Своим рождением я обязан такому кромешному нагромождению историко-революционных, военно-мирных обстоятельств, что вынужден признать его делом голого, но по-своему филигранного случая. Плод «случайного семейства» par excellence я, скорее всего, среди всевозможных гербовых атрибутов, не без помощи поэта Осипа Мандельштама, выбрал бы для себя кривой кий, щербатый шар и дырявую лузу, хотя бы потому, что ни мой отец, ни я никогда не были приличными бильярдистами. Даже ближайшие предки в моем сознании живут безымянно, определяемые на скорую руку полустершимися профессиями, иногда подлинными, вроде артельщика или попа, иногда сугубо фиктивными, вроде профессионального революционера, каковым бабушка не без тайного умысла прописала в моей памяти своего неведомого мне отца. Бабушка вообще была выдумщицей. Правда, со стороны моей мамы мы имеем легкое касательство не только к личному и потому мало внушительному дворянству ее деда, но и через весьма запутанную систему свояков и своячениц, а точнее, через довольно красочный род Кьяндских, к русской культуре: изобретателю, по крайней мере национального, радио Попову, а стало быть, к семейству химика Менделеева, а стало быть, в конечном счете, Александру Блоку. Но это даже не десятая вода на киселе, а так, семейные опивки.

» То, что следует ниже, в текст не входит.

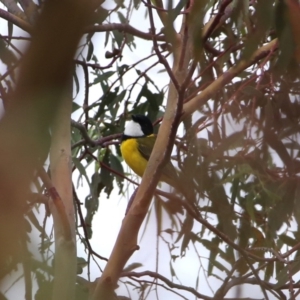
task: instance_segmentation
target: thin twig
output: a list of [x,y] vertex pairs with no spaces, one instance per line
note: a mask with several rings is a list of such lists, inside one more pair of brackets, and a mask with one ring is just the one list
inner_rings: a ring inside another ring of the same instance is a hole
[[[161,281],[166,283],[169,287],[190,292],[191,294],[193,294],[194,296],[196,296],[199,299],[204,299],[204,300],[214,300],[215,299],[214,297],[206,296],[204,294],[199,293],[194,288],[174,283],[171,280],[169,280],[168,278],[166,278],[165,276],[163,276],[159,273],[156,273],[156,272],[144,271],[144,272],[123,272],[123,273],[121,273],[121,277],[143,277],[143,276],[150,276],[152,278],[160,279]],[[222,299],[223,300],[243,300],[243,299],[244,300],[258,300],[256,298],[248,298],[248,297],[247,298],[222,298]]]
[[91,244],[90,244],[90,241],[88,239],[88,232],[87,232],[87,229],[86,229],[86,224],[85,224],[84,217],[83,217],[83,214],[82,214],[82,211],[81,211],[81,203],[80,203],[80,200],[78,199],[77,193],[75,192],[74,185],[73,185],[73,195],[74,195],[75,203],[77,205],[77,211],[78,211],[78,215],[79,215],[79,219],[80,219],[80,224],[82,226],[83,233],[84,233],[84,240],[85,240],[85,243],[87,245],[87,248],[88,248],[89,252],[92,255],[95,255],[96,257],[98,257],[101,260],[108,261],[108,259],[106,257],[101,256],[97,252],[95,252],[93,250]]
[[[148,3],[149,6],[151,6],[150,0],[147,0],[147,3]],[[164,67],[165,67],[172,83],[174,84],[176,90],[179,92],[179,90],[180,90],[179,83],[178,83],[177,79],[175,78],[174,73],[173,73],[171,67],[169,66],[167,60],[165,59],[165,57],[159,51],[159,47],[158,47],[158,43],[157,43],[158,40],[157,40],[156,35],[155,35],[155,25],[154,25],[154,18],[153,18],[152,8],[148,7],[148,11],[149,11],[149,20],[150,20],[150,30],[151,30],[151,33],[152,33],[152,36],[153,36],[154,51],[155,51],[160,63],[162,63],[164,65]]]
[[88,68],[85,65],[81,65],[84,73],[84,84],[85,84],[85,93],[83,100],[83,111],[85,113],[85,129],[88,130],[88,120],[89,120],[89,72]]
[[[130,33],[136,37],[139,37],[144,40],[152,41],[154,36],[151,33],[146,33],[140,31],[129,24],[118,24],[118,23],[111,23],[111,24],[102,24],[102,25],[92,25],[85,29],[85,33],[93,33],[93,32],[107,32],[112,30],[118,30],[120,32]],[[162,35],[155,36],[157,41],[165,42],[166,39]]]

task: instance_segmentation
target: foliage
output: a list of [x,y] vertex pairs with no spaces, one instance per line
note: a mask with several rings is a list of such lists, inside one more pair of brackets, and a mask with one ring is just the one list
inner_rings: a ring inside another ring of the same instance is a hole
[[[0,93],[7,107],[23,56],[15,32],[19,34],[18,26],[26,29],[22,22],[29,21],[16,19],[10,1],[3,3],[9,12],[0,11],[8,26],[8,34],[0,39]],[[150,12],[155,11],[151,25]],[[143,26],[135,28],[135,18]],[[107,259],[90,244],[99,230],[95,214],[105,198],[125,197],[132,178],[119,150],[125,121],[138,113],[160,123],[172,88],[163,81],[175,82],[172,65],[178,46],[184,74],[177,82],[178,97],[183,95],[183,126],[172,162],[190,194],[188,199],[176,191],[155,194],[146,228],[155,216],[157,244],[168,249],[168,258],[157,251],[158,266],[147,270],[140,261],[127,267],[119,285],[126,286],[132,299],[152,299],[156,290],[157,298],[242,299],[246,284],[258,287],[251,299],[297,298],[299,18],[300,6],[293,0],[134,0],[104,3],[95,10],[73,73],[73,196],[77,237],[87,253],[83,268],[91,258],[105,265]],[[181,28],[180,35],[174,27]],[[31,38],[21,34],[30,43]],[[88,186],[85,196],[78,194],[82,182]],[[32,259],[30,272],[38,285],[35,299],[46,299],[53,285],[53,237],[42,224],[39,207],[44,204],[37,204],[44,186],[38,180],[35,186],[39,196],[29,199],[26,224],[28,232],[31,227],[40,232],[43,263]],[[197,275],[181,284],[178,262],[192,258]],[[163,275],[161,260],[169,264]],[[19,262],[7,258],[1,277]],[[137,267],[143,270],[136,272]],[[95,275],[100,276],[101,271]],[[81,277],[77,288],[85,295],[80,299],[88,297],[89,283]]]

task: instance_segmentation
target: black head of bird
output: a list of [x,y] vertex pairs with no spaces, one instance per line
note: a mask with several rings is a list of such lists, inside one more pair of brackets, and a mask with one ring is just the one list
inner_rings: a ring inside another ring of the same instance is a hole
[[122,140],[153,134],[153,125],[149,118],[144,115],[132,115],[131,119],[131,121],[126,123]]

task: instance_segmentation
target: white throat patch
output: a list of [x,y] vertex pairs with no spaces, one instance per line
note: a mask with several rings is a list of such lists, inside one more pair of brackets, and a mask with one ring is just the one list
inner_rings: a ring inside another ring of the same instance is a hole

Не зная, с чего начать разговор о частном заговоре обстоятельств, противных чести и здравому смыслу, я бы все-таки остановился на малоизвестной, неудачной англо-американской интервенции под Мурманском после Октябрьской революции. Как-то по телевизору показали их развалившиеся заснеженные могилы. Бабушка-выдумщица по отцовской линии, Анастасия Никандровна Рувимова, была очень хороша собой. За ней ухаживал рослый человек с черными красивыми кругами под глазами по имени Иван. В 1918 году бабушка перебралась с семьей из Петрограда в Карелию, спасаясь от голода. Иван не скрывал своих намерений жениться на Анастасии, но тут напали американцы.
Один молодой коварный человек в пенсне служил на Карельской железной дороге бухгалтером. Большевики сделали его ответственным за мобилизацию. Прельстившись красотой моей бабушки, Иван Петрович Ерофеев первым внес в мобилизационные списки рослого Ивана, хотя тот имел белый билет. Ивана забрили, послали под Мурманск, и он пропал без вести в схватке с американцами.
Далее — оперная вставка. Слышится ария Татьяны из оперы «Евгений Онегин»: «Но я другому отдана. Я буду век ему верна…». В 1920 году, вернувшись в Петроград, Анастасия Никандровна случайно на улице встретила своего первого Ивана.
— Поздно, Ваня, — сказала бабушка, уже беременная моим отцом.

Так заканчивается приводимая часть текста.